I think this(tick exposure), along with the one sunburn, an accidental slip and bump/fall, mosquito banquet and on and on...can pretty much happen to anybody...unintentional, but feels like..."I must be the only one stupid enough...etc..."...been there. well, I say, its not true...the part about being the only one and the other part too!

..hey, it actually can make you safer in the long run..because you are much more likely to think of spray,long pants etc for hikes as well as checking the body and under socks, etc after hike(gee, there is so much for us human beings to remember..wash hands, wear seat belt, and 50 million other things...sometimes people forget even the everyday precautions). : )

....what of all the people who go on hike and aren't lucky enough to have 5 ticks hitch a ride...they'll be out again and probably forget the spray again....

Sounds like a very full day, with lots of emotion all around. ...hope it ALL works out.

Tinker said...

ticks ~shudder~
There will always be little things that go wrong along the way, but what seems important in the end is that you were brave enough to attempt the journey - not to mention all the good that DID come out of the day!
((HUGS))

Miss Robyn said...

my dad died over 12 years ago and there are still days when I miss him terribly - it is good that you are allowing yourself to be sad - that is part of the grieving process - xoxoo

Unknown said...

((((HUG))) i hope your friendship is ok?

and how cute are you in that pic!!!!

Anonymous said...

(((HUGS)))

Gosh sorry about those icky ticks, yeck! I sometimes over do it with the bug sprays, because I hate mosquitos, ticks, and any type of blood sucking insect!

You need to grieve it is very good for you. I am sorry you are having such a hard time with this, it will get better.

Princess Jami said...

**hugs**

Princess Jami said...

Plus, I'm sure you can blame the ticks on global warming, or something. :-)

Jana said...

((HUGS)) from me to you.

And enjoy Heroes tonight!

daisies said...

big warm hugs ...

Anonymous said...

Heroes - did you see it?! I LOVE that show!

I keep waiting to see you on it.

=]

Hang in there, Hero.
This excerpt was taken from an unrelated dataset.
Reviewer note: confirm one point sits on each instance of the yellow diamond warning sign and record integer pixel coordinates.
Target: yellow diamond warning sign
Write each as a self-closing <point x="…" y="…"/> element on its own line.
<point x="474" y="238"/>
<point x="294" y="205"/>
I lost my Mom at 29. It's been 30 years and I still miss her, but I also remember her, and that's good.

many hugs to you.

Anonymous said...

I am SO glad you have come to the realization that you have kept yourself so busy that you haven't taken the time to grieve. That is a very important revelation and it's great that you can acknowledge it. It is good to stop and grieve.

(((hugs)))

Anonymous said...

Just catching up on your posts (work's been so busy and I fell way behind)...I'm glad you're giving yourself a chance to grieve. It must have been hard to run into your Dad's doctor (in your later post). Hugs to you, sweetie.